Rimasto solo in casa per alcuni istanti, ha aperto la porta agli agenti delle forze dell’ordine quando questi sono arrivati. Con il coraggio di chi ha appena assistito a un massacro, ha guidato i carabinieri nei luoghi in cui si trovavano gli altri membri della famiglia. «Pensavo che anche il fratellino di 10 anni fosse morto sul colpo», ha raccontato. Secondo le sue parole, era ancora a letto quando ha udito il rumore del primo colpo di pistola e ha visto il padre entrare nella stanza, sparando di nuovo.
La strage ha avuto conseguenze devastanti: la madre, il fratello minore e la sorella maggiore non sono sopravvissuti, mentre il padre ha posto fine alla sua vita dopo avere ucciso un vicino di casa e ferito la madre.

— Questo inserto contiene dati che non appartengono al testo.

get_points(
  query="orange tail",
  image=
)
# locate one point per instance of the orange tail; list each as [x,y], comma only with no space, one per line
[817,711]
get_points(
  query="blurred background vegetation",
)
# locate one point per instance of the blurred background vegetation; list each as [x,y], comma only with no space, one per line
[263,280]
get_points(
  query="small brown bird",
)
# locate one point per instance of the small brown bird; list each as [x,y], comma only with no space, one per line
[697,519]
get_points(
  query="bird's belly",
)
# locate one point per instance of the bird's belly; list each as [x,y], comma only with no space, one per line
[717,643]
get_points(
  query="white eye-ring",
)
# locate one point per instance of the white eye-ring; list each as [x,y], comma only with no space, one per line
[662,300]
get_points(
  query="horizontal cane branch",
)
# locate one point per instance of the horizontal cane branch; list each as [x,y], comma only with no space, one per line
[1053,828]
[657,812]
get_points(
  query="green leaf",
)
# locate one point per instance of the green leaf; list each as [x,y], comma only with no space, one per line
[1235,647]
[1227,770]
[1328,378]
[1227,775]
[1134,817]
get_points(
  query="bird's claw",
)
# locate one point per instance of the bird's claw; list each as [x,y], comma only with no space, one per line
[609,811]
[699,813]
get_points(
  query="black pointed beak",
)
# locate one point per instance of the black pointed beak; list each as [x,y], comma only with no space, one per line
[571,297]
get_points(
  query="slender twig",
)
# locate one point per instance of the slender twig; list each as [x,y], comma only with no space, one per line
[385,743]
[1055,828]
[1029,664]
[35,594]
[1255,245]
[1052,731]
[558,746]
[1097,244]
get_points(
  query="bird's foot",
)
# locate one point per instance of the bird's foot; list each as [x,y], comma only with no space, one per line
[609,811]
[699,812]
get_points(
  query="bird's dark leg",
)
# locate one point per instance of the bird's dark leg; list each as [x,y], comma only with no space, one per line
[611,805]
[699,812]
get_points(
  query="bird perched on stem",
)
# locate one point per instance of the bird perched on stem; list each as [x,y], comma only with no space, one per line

Risultano attualmente ricoverati in ospedale sia il ragazzo che la nonna, Maria Riccardi, 84 anni, entrambi colpiti al volto ma non in pericolo di vita. Il loro racconto sarà cruciale per la ricostruzione di quanto accaduto e per comprendere le motivazioni dietro a questo gesto inenarrabile.
La ricostruzione dell’evento tragico
La mattina del dramma, il 14enne si trovava nella sua stanza, ignaro di ciò che stava per accadere. Secondo la sua testimonianza, il primo colpo è risuonato intorno alle 6:30, proprio quando il padre è tornato a casa da un turno di lavoro notturno. Il ragazzo ha raccontato di aver sentito un forte rumore, un suono che ha spezzato la calma domestica. «Mi sono alzato e ho visto papà che entrava nella stanza, ho capito che c’era un grosso pericolo», ha riferito.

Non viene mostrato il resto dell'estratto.